Reproductive Medicine Center, The First Affiliated Hospital of Anhui Medical University, Hefei, China.
Asian J Androl. 2018 Jan-Feb;20(1):19-23. doi: 10.4103/aja.aja_9_17.
The premature ejaculation diagnostic tool (PEDT) is a brief diagnostic measure to assess premature ejaculation (PE). However, there is insufficient evidence regarding its validity in the new evidence-based-defined PE. This study was performed to evaluate the validity of PEDT and its association with IIEF-15 in different types of evidence-based-defined PE. From June 2015 to January 2016, a total of 260 men complaining of PE and defined as lifelong PE (LPE)/acquired PE (APE) according to the evidence-based definition from Andrology Clinic of the First Affiliated Hospital of Anhui Medical University, along with 104 male healthy controls without PE from a medical examination center, were enrolled in this study. All individuals completed questionnaires including demographics, medical and sexual history, as well as PEDT and IIEF-15. After statistical analysis, it was found that men with PE reported higher PEDT scores (14.28 ± 3.05) and lower IIEF-15 (41.26 ± 8.20) than men without PE (PEDT: 5.32 ± 3.42, IIEF-15: 52.66 ± 6.86, P < 0.001 for both). It was suggested that a score of ≥9 indicated PE in both LPE and APE by sensitivity and specificity analyses (sensitivity: 0.875, 0.913; specificity: 0.865, 0.865, respectively). In addition, IIEF-15 were higher in men with LPE (42.64 ± 8.11) than APE (39.43 ± 7.84, P < 0.001). After adjusting for age, IIEF-15 was negatively related to PEDT in men with LPE (adjust r = -0.225, P < 0.001) and APE (adjust r = -0.378, P < 0.001). In this study, we concluded that PEDT was valid in the diagnosis of evidenced-based-defined PE. Furthermore, IIEF-15 was negatively related to PEDT in men with different types of PE.

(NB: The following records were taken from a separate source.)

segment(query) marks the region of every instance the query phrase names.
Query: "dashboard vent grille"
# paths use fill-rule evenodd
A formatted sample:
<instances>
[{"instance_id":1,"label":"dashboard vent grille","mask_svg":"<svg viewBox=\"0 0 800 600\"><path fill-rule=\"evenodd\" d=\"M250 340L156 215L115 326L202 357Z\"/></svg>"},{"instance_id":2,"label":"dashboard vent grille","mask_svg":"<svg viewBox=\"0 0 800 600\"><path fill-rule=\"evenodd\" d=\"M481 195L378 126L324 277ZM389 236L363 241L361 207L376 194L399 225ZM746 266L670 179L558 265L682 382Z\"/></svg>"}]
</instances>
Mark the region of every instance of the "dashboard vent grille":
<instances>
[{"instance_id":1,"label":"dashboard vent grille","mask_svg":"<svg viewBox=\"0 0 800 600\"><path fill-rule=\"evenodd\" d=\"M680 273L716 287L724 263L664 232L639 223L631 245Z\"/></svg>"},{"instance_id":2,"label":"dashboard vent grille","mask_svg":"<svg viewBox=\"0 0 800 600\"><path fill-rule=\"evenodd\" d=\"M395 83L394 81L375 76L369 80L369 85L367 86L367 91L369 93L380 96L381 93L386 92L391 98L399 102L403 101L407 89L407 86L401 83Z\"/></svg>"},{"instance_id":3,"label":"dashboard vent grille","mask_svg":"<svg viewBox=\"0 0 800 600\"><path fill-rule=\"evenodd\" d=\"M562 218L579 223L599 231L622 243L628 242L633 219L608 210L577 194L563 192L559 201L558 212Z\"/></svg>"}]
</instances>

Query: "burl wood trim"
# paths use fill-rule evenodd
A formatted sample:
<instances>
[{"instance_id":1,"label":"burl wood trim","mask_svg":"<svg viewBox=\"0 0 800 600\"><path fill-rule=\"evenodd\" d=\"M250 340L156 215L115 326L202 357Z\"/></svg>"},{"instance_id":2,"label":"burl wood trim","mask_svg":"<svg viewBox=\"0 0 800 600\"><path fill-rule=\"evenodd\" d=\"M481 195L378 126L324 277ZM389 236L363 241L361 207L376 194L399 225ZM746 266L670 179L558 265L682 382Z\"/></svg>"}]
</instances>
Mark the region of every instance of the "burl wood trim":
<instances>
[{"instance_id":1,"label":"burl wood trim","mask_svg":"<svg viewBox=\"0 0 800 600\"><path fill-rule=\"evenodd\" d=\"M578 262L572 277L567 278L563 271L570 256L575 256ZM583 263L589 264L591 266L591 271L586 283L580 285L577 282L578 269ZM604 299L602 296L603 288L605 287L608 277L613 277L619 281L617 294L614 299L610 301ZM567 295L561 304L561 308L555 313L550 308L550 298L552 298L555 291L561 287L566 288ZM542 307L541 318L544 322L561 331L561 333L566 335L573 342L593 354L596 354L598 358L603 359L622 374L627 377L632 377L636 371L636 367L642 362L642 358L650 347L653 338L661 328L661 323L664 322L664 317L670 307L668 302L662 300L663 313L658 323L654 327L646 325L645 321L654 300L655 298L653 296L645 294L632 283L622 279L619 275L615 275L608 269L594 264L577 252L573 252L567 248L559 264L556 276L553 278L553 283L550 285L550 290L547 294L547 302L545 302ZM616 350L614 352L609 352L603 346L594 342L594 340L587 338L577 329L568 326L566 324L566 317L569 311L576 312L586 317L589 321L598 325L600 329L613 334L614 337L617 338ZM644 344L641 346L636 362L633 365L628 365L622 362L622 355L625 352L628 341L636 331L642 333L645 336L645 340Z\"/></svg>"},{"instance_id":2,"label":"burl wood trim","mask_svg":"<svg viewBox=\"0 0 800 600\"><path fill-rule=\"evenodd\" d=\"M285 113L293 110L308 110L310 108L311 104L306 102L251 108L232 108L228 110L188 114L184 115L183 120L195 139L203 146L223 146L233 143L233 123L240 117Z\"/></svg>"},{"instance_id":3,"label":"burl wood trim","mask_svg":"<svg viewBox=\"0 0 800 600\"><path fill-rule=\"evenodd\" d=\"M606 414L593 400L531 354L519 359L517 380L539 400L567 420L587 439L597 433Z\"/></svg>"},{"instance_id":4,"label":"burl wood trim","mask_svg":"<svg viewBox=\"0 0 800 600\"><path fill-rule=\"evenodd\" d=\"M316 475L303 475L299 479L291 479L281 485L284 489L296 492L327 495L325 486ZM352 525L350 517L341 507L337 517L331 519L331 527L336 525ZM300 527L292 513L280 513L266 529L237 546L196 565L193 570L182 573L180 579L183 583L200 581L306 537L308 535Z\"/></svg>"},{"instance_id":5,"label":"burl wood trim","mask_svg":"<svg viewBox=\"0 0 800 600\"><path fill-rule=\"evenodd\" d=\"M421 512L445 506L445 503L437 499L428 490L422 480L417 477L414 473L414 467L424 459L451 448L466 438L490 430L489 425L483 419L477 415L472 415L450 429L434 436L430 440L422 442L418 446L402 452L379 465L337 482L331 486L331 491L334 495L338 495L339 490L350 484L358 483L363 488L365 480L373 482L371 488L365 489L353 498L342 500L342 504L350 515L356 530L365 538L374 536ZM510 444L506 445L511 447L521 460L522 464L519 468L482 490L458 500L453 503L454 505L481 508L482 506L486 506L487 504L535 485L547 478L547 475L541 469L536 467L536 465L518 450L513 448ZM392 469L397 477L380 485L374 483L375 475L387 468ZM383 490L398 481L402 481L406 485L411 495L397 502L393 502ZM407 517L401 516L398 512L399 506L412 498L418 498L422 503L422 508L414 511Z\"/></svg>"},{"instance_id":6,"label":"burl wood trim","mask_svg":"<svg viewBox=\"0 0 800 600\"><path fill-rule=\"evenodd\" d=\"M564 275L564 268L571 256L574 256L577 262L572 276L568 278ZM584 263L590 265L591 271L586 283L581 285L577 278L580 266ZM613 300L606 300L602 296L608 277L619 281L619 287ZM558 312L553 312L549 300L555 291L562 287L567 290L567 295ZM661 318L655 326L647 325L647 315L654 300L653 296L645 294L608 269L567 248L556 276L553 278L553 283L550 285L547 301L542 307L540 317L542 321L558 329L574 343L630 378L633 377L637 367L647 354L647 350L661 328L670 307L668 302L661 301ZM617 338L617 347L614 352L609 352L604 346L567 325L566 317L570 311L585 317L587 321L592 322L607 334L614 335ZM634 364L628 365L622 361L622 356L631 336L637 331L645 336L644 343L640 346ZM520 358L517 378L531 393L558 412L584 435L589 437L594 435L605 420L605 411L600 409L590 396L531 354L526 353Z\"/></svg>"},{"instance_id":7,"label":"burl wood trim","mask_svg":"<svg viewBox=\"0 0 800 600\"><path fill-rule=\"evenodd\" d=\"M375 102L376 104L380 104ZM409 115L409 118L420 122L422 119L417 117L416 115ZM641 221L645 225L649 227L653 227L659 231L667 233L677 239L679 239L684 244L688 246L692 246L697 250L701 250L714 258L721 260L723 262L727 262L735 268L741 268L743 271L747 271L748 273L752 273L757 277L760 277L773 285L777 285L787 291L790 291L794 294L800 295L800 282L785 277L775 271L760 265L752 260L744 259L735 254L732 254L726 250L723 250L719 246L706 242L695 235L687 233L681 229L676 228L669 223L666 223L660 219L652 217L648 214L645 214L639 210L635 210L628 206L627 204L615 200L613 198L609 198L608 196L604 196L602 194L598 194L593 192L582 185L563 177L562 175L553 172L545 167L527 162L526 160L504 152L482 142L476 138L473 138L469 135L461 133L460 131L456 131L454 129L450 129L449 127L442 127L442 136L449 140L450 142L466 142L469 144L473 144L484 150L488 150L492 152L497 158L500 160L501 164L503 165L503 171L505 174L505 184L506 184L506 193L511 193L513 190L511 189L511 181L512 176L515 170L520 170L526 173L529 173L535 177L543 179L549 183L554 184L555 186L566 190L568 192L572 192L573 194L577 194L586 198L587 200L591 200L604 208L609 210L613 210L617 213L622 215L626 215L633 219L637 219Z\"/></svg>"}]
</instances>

早泄诊断工具(PEDT)是一种用于评估早泄(PE)的简短诊断方法。然而,关于其在新的循证定义的早泄中的有效性,证据并不充分。本研究旨在评估PEDT的有效性及其在不同类型的循证定义的早泄中与国际勃起功能指数-15(IIEF-15)的关联。2015年6月至2016年1月,共有260名主诉早泄的男性根据安徽医科大学第一附属医院男科门诊的循证定义被诊断为终身性早泄(LPE)/获得性早泄(APE),以及104名来自体检中心的无早泄的男性健康对照者纳入本研究。所有个体均完成了包括人口统计学、病史和性史以及PEDT和IIEF-15的问卷调查。经过统计分析,发现早泄男性的PEDT得分(14.28±3.05)高于无早泄男性(PEDT:5.32±3.42,P<0.001),而IIEF-15得分(41.26±8.20)低于无早泄男性(IIEF-15:52.66±6.86,P<0.001)。敏感性和特异性分析表明,在LPE和APE中,PEDT得分≥9分均提示早泄(敏感性分别为0.875、0.913;特异性分别为0.865、0.865)。此外,LPE男性的IIEF-15得分(42.64±8.11)高于APE男性(39.43±7.84,P<0.001)。在调整年龄后,LPE男性(调整r=-0.225,P<0.001)和APE男性(调整r=-0.378,P<0.001)的IIEF-15与PEDT呈负相关。在本研究中,我们得出结论,PEDT在循证定义的早泄诊断中是有效的。此外,在不同类型的早泄男性中,IIEF-15与PEDT呈负相关。